Their research was published within the journal Advanced Materials.
Printing metal on the nanoscale — a method referred to as nanopatterning — allows for the creation of unique structures with interesting functions. It’s crucial for the event of many technologies, including electronic devices, solar energy conversion, sensors, and other systems.
It is mostly believed that high-intensity light sources are required for nanoscale printing. But one of these tool, referred to as a femtosecond laser, can cost as much as half 1,000,000 dollars and is just too expensive for many research labs and small businesses.
“As a scientific community, we haven’t got the power to make enough of those nanomaterials quickly and affordably, and that’s the reason promising technologies often stay limited to the lab and do not get translated into real-world applications,” Saha said.
“The query we desired to answer is, ‘Can we actually need a high-intensity femtosecond laser to print on the nanoscale?’ Our hypothesis was that we do not need that light source to get the style of printing we wish.”
They looked for a low-cost, low-intensity light that may very well be focused in a way much like femtosecond lasers, and selected superluminescent light emitting diodes (SLEDs) for his or her business availability. SLEDs emit light that may be a billion times less intense than that of femtosecond lasers.
Saha and Choi got down to create an original projection-style printing technology, designing a system that converts digital images into optical images and displays them on a glass surface. The system operates like digital projectors but produces images which might be more sharply focused. They leveraged the unique properties of the superluminescent light to generate sharply focused images with minimal defects.
They then developed a transparent ink solution made up of metal salt and added other chemicals to make certain the liquid could absorb light.
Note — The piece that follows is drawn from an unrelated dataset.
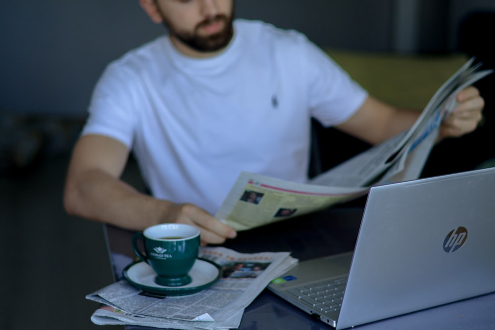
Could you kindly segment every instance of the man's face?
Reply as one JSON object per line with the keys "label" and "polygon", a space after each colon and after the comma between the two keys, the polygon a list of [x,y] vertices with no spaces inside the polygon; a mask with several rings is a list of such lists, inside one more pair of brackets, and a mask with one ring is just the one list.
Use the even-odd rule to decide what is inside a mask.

When light from their projection system hit the answer, it caused a chemical response that converted the salt solution into metal. The metal nanoparticles stuck to the surface of the glass, and the agglomeration of the metal particles creates the nanostructures. Since it is a projection style of printing, it might print a complete structure in a single go, relatively than point by point — making it much faster.
After testing the technique, they found that projection-style nanoscale printing is feasible even with low-intensity light, but provided that the photographs are sharply focused. Saha and Choi imagine that researchers can readily replicate their work using commercially available hardware. Unlike an expensive femtosecond laser, the style of SLED that Saha and Choi utilized in their printer costs about $3,000.
“At present, only top universities have access to those expensive technologies, and even then, they’re situated in shared facilities and will not be all the time available,” Choi said. “We wish to democratize the aptitude of nanoscale 3D printing, and we hope our research opens the door for greater access to one of these process at a low price.”
The researchers say their technique can be particularly useful for people working within the fields of electronics, optics, and plasmonics, which all require a wide range of complex metallic nanostructures.
“I believe the metrics of cost and speed have been greatly undervalued within the scientific community that works on fabrication and manufacturing of tiny structures,” Saha said.
“In the true world, these metrics are essential in terms of translating discoveries from the lab to industry. Only when we now have manufacturing techniques that take these metrics under consideration will we have the option to completely leverage nanotechnology for societal profit.”